These men had some money with them, and weapons hidden underneath their clothes; for, having betted largely on the quail-fight at Abdul's stables, the squadron was in funds.

"In case of trouble one can bribe the police," counseled Nanak Singh, and he surely ought to know, for he was the oldest trooper, and trouble everlasting had preserved him from promotion. "But weapons are good, when policemen are not looking," he added, and the squadron agreed with him.

It was Tej Singh, not given to talking as is rule, who voiced the general opinion.

"Now we are on the track of things. Now, perhaps, we shall know the meaning of field exercises during the monsoon, with our horses up to the belly in blue mud! The winds of all the world blow into Yasmini's and out again. Our risaldar-major knows nothing at all of women—and that is the danger. But he can listen to the wind; and, what he hears, sooner or later we shall know, too. I smell happenings!"
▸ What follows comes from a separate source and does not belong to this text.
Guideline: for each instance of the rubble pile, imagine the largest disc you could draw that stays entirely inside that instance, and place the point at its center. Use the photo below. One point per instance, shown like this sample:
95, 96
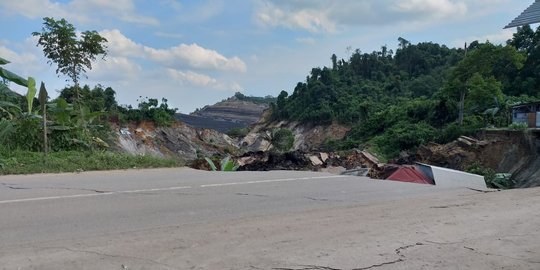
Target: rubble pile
458, 154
Those three words comprised the whole of it. The squadron spent most of the night whispering, dissecting, analyzing, subdividing, weighing, guessing at that smell of happenings, while its risaldar-major, thinking his secret all his own, investigated nearer to its source.

Have you heard the dry earth shrug herself
For a storm that tore the trees?

Have you watched loot-hungry Faithful
Praising Allah on their knees?

Have you felt the short hairs rising
When the moon slipped out of sight,

And the chink of steel on rock explained
That footfall in the night?

Have you seen a gray boar sniff up-wind
In the mauve of waking day?

Have you heard a mad crowd pause and think?
Have you seen all Hell to pay?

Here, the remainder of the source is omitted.